Justin Thomas was named PGA Tour Player of the Year for 2016-17 a week ago today, certainly a top highlight (along with winning the PGA Championship, his first major) for the fledgling 24-year-old pro who is beginning to get his world-class legs beneath him.
Three days later, he already was on a plane to Malaysia to start his 2017-18 season. So much for all that chilled champagne, pool time and the big exhale. When Thomas left his home in Jupiter, Fla., on Saturday, he started the timer on his iPhone for the long journey to Kuala Lumpur. When he touched down, his phone read 28 hours, 17 minutes, 46.91 seconds. It’s more than your average puddle jump, for sure.

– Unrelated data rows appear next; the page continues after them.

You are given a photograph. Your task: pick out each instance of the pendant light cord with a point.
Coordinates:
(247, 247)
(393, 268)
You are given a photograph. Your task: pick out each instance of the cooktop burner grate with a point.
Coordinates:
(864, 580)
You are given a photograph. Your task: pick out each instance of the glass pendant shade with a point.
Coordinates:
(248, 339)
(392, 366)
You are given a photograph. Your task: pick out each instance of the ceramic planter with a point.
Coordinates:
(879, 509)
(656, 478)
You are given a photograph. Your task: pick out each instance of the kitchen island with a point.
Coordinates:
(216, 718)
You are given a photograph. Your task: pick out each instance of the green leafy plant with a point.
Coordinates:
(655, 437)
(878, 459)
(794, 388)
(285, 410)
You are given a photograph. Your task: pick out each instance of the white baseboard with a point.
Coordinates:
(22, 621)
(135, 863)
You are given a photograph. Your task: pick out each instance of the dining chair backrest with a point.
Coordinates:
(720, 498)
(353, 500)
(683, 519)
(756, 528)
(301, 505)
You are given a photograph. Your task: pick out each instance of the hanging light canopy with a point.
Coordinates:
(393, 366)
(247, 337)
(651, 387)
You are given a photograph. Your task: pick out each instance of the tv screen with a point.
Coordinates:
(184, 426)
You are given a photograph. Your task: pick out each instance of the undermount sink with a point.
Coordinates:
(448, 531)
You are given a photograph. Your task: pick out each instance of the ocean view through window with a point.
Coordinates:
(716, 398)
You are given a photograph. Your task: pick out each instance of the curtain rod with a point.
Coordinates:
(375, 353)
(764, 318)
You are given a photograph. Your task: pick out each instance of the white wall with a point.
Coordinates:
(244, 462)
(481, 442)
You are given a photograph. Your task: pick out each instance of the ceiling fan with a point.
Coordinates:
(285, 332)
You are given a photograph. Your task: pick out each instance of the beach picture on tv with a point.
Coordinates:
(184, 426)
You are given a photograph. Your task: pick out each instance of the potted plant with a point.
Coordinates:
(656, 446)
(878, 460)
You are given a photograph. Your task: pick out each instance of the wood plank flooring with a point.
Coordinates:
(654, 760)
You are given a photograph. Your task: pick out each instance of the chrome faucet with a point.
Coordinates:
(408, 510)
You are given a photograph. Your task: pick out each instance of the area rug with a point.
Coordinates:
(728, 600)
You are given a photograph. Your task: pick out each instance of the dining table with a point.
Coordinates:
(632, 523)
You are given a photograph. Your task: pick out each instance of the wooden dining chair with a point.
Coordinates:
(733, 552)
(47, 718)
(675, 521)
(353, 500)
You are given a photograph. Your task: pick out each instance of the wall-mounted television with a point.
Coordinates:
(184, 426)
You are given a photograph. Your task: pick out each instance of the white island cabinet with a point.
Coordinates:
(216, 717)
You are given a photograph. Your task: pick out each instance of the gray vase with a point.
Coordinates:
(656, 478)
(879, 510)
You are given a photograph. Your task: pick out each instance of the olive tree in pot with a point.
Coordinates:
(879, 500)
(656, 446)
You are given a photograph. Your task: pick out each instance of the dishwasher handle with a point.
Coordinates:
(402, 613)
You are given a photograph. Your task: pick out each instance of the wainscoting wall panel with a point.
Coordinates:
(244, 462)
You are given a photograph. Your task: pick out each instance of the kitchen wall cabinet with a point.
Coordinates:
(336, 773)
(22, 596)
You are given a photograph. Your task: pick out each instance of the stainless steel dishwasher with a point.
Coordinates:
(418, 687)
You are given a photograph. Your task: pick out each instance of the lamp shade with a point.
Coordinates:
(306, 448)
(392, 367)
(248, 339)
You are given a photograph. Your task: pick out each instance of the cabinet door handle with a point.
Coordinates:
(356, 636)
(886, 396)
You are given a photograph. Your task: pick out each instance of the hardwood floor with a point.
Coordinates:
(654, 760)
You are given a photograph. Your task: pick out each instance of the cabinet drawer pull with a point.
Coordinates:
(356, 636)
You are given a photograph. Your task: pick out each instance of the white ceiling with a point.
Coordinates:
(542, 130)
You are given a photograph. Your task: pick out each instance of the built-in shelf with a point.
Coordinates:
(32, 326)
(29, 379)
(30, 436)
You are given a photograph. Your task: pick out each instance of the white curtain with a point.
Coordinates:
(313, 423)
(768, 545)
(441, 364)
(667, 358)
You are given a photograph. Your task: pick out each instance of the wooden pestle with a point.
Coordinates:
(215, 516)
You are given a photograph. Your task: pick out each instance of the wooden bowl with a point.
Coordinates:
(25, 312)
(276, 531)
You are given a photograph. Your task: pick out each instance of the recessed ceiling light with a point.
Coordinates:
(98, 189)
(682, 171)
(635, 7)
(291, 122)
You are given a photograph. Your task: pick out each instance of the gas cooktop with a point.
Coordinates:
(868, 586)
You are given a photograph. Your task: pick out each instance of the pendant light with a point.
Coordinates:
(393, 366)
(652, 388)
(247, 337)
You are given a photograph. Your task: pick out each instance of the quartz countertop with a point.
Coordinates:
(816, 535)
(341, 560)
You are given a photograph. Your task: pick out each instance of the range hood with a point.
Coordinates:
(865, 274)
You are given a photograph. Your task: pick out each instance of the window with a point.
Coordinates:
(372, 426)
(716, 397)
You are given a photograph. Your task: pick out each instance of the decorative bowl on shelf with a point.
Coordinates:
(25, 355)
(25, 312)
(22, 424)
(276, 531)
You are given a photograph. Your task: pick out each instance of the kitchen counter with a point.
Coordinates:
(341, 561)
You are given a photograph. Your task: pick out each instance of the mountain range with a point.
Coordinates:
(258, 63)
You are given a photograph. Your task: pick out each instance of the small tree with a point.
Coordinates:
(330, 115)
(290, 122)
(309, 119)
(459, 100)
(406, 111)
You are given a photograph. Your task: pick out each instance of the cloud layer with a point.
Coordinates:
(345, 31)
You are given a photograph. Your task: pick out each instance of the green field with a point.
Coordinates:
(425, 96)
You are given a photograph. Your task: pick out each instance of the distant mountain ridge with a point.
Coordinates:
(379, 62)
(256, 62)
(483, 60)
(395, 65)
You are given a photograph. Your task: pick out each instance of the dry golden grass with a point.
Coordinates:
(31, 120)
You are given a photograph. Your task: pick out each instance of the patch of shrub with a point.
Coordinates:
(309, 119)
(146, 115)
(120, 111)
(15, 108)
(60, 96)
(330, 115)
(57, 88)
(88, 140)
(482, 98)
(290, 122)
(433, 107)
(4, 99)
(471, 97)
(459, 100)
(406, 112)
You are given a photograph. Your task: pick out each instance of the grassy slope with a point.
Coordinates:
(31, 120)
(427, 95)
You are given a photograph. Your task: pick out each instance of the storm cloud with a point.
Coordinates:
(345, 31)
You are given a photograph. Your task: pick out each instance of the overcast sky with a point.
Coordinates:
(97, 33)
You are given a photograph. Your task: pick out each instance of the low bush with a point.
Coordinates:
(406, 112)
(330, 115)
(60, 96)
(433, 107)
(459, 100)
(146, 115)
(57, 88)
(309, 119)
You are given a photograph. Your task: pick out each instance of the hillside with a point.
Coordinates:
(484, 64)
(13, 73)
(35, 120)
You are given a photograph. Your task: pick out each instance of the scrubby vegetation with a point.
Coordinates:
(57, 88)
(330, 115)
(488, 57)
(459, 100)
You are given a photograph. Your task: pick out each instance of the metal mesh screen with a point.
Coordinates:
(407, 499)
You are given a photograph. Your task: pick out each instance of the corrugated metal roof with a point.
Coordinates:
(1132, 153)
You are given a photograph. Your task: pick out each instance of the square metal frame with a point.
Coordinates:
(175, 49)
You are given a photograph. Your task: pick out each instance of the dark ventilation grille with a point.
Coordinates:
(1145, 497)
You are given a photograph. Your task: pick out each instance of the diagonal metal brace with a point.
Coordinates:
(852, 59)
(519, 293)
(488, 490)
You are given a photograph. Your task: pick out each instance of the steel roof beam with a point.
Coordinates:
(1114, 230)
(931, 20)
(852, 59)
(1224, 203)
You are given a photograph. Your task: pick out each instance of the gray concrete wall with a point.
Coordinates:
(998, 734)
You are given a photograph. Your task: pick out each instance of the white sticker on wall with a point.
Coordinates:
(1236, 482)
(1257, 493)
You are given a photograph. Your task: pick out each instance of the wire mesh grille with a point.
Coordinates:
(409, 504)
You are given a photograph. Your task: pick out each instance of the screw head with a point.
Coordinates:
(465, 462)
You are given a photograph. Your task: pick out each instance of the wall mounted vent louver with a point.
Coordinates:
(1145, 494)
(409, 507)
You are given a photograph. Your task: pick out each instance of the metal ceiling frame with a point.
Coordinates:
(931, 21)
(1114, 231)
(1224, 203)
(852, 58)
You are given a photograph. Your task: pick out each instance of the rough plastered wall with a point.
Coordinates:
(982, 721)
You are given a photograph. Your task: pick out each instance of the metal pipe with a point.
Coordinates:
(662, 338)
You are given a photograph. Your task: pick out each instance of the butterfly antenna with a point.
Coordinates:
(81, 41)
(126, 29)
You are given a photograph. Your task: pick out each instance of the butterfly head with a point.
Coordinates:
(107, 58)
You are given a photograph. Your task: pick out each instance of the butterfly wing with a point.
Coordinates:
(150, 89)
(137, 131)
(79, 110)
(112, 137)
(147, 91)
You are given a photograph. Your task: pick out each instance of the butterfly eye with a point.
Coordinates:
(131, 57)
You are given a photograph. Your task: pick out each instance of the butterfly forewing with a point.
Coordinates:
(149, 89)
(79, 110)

On the PGA Tour, there’s always good reason to pack the bags in hopes that they will get to their far-away destination. This week’s CIMB Classic, comprising players from three tours (PGA Tour, Asian Tour, PGA of Malaysia) is a $7 million, limited-field event (78 players) with no cut that offers $1.26 million to the winner. For Thomas, the CIMB is where it all started. He won the tournament in 2015, collecting his first PGA Tour victory, and again last October (his second). In eight rounds at TPC Kuala Lumpur, he has been out of the 60s only once.
Pat Perez is nearly twice Thomas’ age (he’s 41), but he took off for Malaysia last fall for very different reasons. He was rebounding from surgery to repair a torn labrum in his left shoulder that took away most of his 2016. He had 15 starts on a major medical extension to keep his card in 2016-17 – since 2002, his rookie season, he’d never lost it – but he wasn’t expecting to play until January 2017, at the Sony Open in Hawaii. When PGA Tour vice-president and CIMB tournament director Todd Rhinehart phoned Perez last year and offered him a sponsor exemption, it simply was too good to pass up.
Why would Perez, who has 402 career PGA Tour starts, travel so far to play in one tournament?
“I’ll give you have two reasons,” Perez said at the Tour Championship. “Free money, and free (FedEx Cup) points.”
And then he quickly came up with another: “Three, free (plane) ticket. I mean, it’s a no-brainer. You’ve got to go.”
Here is the series of dominoes that tumbled for Perez as a result of his start in Malaysia:
After opening with a 74, he played his next three rounds in 10 under to tie for 33rd. Two weeks later he felt ready to play in Las Vegas, where he tied for seventh, which earned him a spot at the OHL Classic in Mexico in November, and there he won for the second time in his 16-year career.
Those three weeks totally set up his season, one that finished with Perez making it to his first Tour Championship. Malaysia, Perez said looking back, gave him a chance to “get four days under my belt and get moving.”
Adds Perez, “The amazing thing about it is I didn’t think I was going to start until Sony if I didn’t get that spot, so all of this may not have happened if I didn’t go finish seventh in Vegas and then win at Mayakoba, and I was already top 3 in the FedEx … I mean, who knows what would’ve happened at Sony? I could have gone there and finished 60th and gotten two points, and who knows what happened on the West Coast because I would have felt a little more pressure only with 14 more starts?”
Who knows? He’s glad he got on that plane to Malaysia.
Three of the seven tournament winners from the fall portion of the 2016-17 made it to East Lake and the Tour Championship. A fourth, Brendan Steele (who repeated at Safeway on Sunday), was in position and inside the top 30 at the Tour’s third playoff event, the BMW Championship, before his T-44 finish cost him a spot.
Malaysia marks the first of three PGA Tour events that will be staged in Asia this month. The CJ Cup at Nine Bridges will debut next week in South Korea, on beautiful Jeju Island, followed by the WGC-HSBC Champions in Shanghai, China.
Thomas will tee it up in Korea after Malaysia, then will return home to Florida.
“When I get there (to Asia), saying it now, it’s hard to think of how motivated – not motivated, but how ‘ready’ I’ll be,” Thomas said shortly before embarking on that 28-hour trip abroad. “But I know once the gun goes off on Thursday and I’m ready to get it firing, then I’ll be ready to go, and I’ll definitely get back in that competitive mind-frame sort of thing.”
After this two-week stretch, Thomas will play only once more in 2017, competing in the small-field Hero World Challenge in the Bahamas. The event doesn’t start until Nov. 30, which finally – finally – will give him ample time to enjoy family, some turkey and ‘Bama football before he has to get back to work.
In the meantime, a third CIMB title would make his break that much better. That’s why he’s there.